“He was asking too many questions and he was asking them too quickly. They were stacking up in my head like loaves in the bread factory where uncle Terry works. The factory is a bakery and he operates the slicing machines. And sometimes the machine isn’t working fast enough but the bread keeps coming and there is a blockage. I sometimes think of my mind as a machine, but not always as a bread-slicing machine. It makes it easier to explain to other people what is going on inside it.“
Christopher is a 15-year-old child, suffering from Autism. He lives with his father and goes to a special school. His mother died of a heart attack. Christopher can recall how his parents used to fight because he is ‘different’. He hates the colors yellow and brown. He hates metaphors. He hates to be in crowded places. His school, and a teacher named Siobhan, helps him learn arts, math and Stranger Danger. He informs us that it’s a special school but it annoys him when people call his school a “special school” and that all the students there have “learning difficulties”. He observes that all of us have special needs and all of us have learning difficulties. Learning French or Relativity is difficult. His father has special needs like using artificial sweeteners to help him stay slim.
Chris has a photographic memory and can make the map of Swindon or London in his mind quickly. He loves studying stars, noticing people and their expressions and plans to sit for his Math A level exam. He can accurately recall the different patterns the cows, standing in a field, had because all he has to do is rewind, fast forward and pause!

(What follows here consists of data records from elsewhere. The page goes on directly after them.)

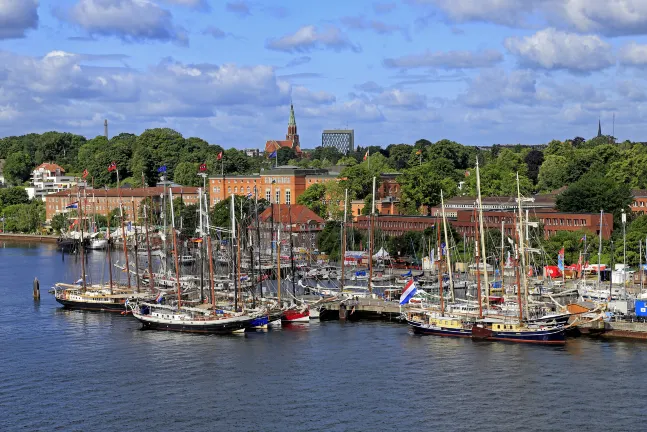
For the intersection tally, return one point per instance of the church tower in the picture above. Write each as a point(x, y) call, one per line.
point(292, 135)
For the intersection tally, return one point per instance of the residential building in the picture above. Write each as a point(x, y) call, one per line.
point(298, 220)
point(291, 138)
point(102, 201)
point(283, 184)
point(341, 139)
point(465, 222)
point(48, 178)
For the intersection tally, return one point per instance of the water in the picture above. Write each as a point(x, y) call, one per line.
point(80, 371)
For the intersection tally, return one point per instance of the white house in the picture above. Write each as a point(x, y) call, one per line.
point(49, 178)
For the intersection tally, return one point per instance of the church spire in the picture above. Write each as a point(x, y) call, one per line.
point(599, 128)
point(292, 121)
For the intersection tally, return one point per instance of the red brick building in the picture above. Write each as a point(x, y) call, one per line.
point(298, 219)
point(102, 201)
point(464, 222)
point(291, 138)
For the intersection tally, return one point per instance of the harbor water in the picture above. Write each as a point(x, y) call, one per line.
point(82, 371)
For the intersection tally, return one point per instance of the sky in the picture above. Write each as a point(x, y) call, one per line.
point(479, 72)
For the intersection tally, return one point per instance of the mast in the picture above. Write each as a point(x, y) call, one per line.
point(518, 271)
point(440, 269)
point(258, 240)
point(522, 250)
point(175, 253)
point(600, 251)
point(371, 239)
point(233, 245)
point(109, 247)
point(201, 247)
point(81, 248)
point(123, 237)
point(278, 256)
point(502, 264)
point(449, 260)
point(478, 265)
point(294, 290)
point(343, 239)
point(136, 247)
point(210, 252)
point(482, 232)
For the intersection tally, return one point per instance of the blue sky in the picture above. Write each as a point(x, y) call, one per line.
point(475, 71)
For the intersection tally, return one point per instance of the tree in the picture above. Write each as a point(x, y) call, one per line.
point(533, 161)
point(420, 186)
point(186, 174)
point(17, 168)
point(60, 222)
point(553, 173)
point(594, 192)
point(12, 196)
point(313, 198)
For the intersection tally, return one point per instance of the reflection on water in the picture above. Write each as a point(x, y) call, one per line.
point(70, 370)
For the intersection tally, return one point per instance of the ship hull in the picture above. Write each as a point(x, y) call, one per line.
point(92, 306)
point(555, 336)
point(422, 329)
point(216, 327)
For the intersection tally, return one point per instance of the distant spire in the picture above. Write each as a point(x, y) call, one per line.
point(292, 121)
point(599, 128)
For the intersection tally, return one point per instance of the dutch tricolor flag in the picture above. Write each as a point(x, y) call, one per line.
point(409, 291)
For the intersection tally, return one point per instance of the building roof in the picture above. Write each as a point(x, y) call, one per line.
point(48, 166)
point(296, 213)
point(128, 192)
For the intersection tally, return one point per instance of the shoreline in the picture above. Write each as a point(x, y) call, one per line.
point(28, 238)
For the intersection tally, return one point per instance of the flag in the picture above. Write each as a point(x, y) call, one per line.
point(408, 292)
point(560, 260)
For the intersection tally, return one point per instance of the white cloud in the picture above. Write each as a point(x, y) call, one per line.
point(310, 38)
point(555, 49)
point(633, 54)
point(129, 20)
point(396, 98)
point(447, 60)
point(493, 87)
point(16, 17)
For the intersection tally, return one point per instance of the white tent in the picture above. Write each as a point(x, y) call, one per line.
point(381, 254)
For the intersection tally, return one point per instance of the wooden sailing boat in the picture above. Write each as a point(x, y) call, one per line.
point(432, 322)
point(154, 316)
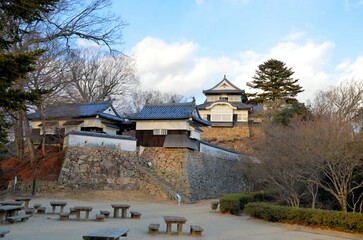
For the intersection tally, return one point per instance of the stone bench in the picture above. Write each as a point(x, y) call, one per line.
point(214, 205)
point(30, 211)
point(41, 209)
point(21, 217)
point(63, 216)
point(196, 231)
point(37, 205)
point(106, 213)
point(72, 211)
point(135, 215)
point(3, 231)
point(100, 218)
point(60, 204)
point(154, 228)
point(107, 234)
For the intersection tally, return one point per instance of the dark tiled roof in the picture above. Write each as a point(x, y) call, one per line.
point(235, 91)
point(238, 105)
point(219, 147)
point(96, 134)
point(77, 110)
point(169, 112)
point(180, 141)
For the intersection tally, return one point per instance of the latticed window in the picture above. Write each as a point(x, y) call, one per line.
point(160, 131)
point(242, 117)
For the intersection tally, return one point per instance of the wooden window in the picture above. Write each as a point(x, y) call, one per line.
point(160, 132)
point(242, 117)
point(222, 114)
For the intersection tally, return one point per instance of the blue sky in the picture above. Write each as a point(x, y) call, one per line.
point(185, 46)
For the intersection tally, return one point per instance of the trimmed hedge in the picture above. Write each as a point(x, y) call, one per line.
point(342, 221)
point(235, 203)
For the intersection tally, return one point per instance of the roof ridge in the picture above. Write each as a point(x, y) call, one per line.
point(87, 103)
point(224, 79)
point(169, 104)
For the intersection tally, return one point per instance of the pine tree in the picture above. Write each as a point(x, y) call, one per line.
point(15, 66)
point(273, 77)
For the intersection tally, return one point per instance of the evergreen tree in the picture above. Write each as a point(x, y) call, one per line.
point(273, 77)
point(15, 66)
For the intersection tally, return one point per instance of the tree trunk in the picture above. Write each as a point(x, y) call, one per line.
point(28, 138)
point(19, 139)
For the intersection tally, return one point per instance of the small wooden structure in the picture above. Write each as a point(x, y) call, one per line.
point(154, 228)
point(60, 204)
point(117, 206)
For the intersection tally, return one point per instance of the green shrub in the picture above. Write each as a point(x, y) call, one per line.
point(230, 204)
point(351, 222)
point(235, 203)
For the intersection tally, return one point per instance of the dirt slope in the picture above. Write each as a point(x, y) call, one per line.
point(49, 167)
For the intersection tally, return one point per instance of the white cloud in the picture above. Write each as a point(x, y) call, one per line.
point(293, 36)
point(176, 67)
point(351, 69)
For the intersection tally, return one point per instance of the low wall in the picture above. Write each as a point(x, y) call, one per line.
point(170, 165)
point(99, 140)
point(192, 174)
point(97, 169)
point(211, 177)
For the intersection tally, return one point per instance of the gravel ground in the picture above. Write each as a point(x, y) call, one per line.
point(215, 225)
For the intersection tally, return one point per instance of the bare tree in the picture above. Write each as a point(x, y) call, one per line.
point(135, 101)
point(55, 33)
point(92, 77)
point(344, 103)
point(322, 153)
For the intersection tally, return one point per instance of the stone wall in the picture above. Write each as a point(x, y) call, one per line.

Interestingly, the title of the book does not have much to do with the plot. Chris is detecting a case involving the murder of his neighbor’s dog, named Wellington. And no! I haven’t revealed the plot to you.
What Chris discovers while investigating the case (and he does it Sherlock Holmes ishtyle!) is what makes the book so interesting. As the story unfolds, the reader will find himself amused and entertained. Who is Mr. And Mrs. Shears? Why does Chris’s father insist that he stay out of other people’s business? Why shouldn’t Chris investigate the case? Is his mother really dead?
The language is simple and the narrative arresting. The book is not only a good and a quick read on a nice Sunday afternoon. It also delves deep into Autism and the world of those suffering from it. When you have finished the book, you know what a child suffering from Autism feels within his mind and heart.
Mark Haddon has got inside the mind of a child suffering from Autism and brilliantly carved another unforgettable character!